JPMorgan Chase is one of the most enthusiastic proponents of the metaverse. The United States’ largest lender announced in February that it was the first bank to arrive in the metaverse and open its Onyx Lounge, citing the bank’s range of Ethereum-based products, in Decentraland, a 3D virtual reality platform featuring tens of thousands of virtual plots, each of which is an NFT (non-fungible token).
The bank has also released a report detailing how it plans to deliver all of its current services in this virtual world, notably by having a “robust and flexible financial ecosystem” that allows users to seamlessly connect between the physical and virtual world. world. “We believe that the existing virtual gaming landscape (each virtual world with its own population, GDP, in-game currencies and digital assets) has elements that parallel the existing global economy,” the report explains. “This is where our longstanding core competencies in cross-border payments, foreign exchange, financial asset creation, trading and custody, in addition to our large-scale consumer position, can play an important role in the metaverse.”
In the meantime, KB Kookmin Bank has also entered the metaverse with some vigor in Asia. South Korea’s bank manager is working with VR content developer Sharebox to create a virtual bank branch that customers can access by wearing a VR device on their head. The site will be used to train employees and educate young people about finance. Kookmin and Sharebox have also developed the KB Metaverse VR Branch Testbed, which allows the bank to perform virtual banking services and transactions, such as wire transfers, and provide one-on-one consultations between customer and employee avatars.

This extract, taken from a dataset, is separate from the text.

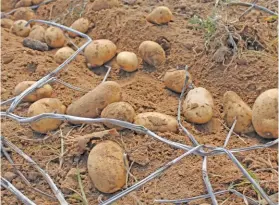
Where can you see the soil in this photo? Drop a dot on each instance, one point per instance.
(248, 73)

According to Jinsoo Yoon, the bank’s vice president of technology, such steps must be taken to keep pace with technological advancements. “The goal is to pre-emptively anticipate financial changes in the coming metaverse era and internalize new experiments in financial services and technology capabilities,” Yoon said in November 2021.

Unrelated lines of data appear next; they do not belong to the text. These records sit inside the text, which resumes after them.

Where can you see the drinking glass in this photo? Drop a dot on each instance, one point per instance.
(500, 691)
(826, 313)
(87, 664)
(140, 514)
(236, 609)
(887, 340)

And with a slew of other banking projects now exploring the potential of XR and the metaverse, there seems to be no limit to what can be accomplished through simulated environments. “How a brand remains relevant will have to evolve, and banks will have to find new ways to build trust,” Accenture warned recently. “As consumers build spaces in metaverse worlds, banks shouldn’t expect to just move in and make money. Instead, they should be working on proactively building a community.”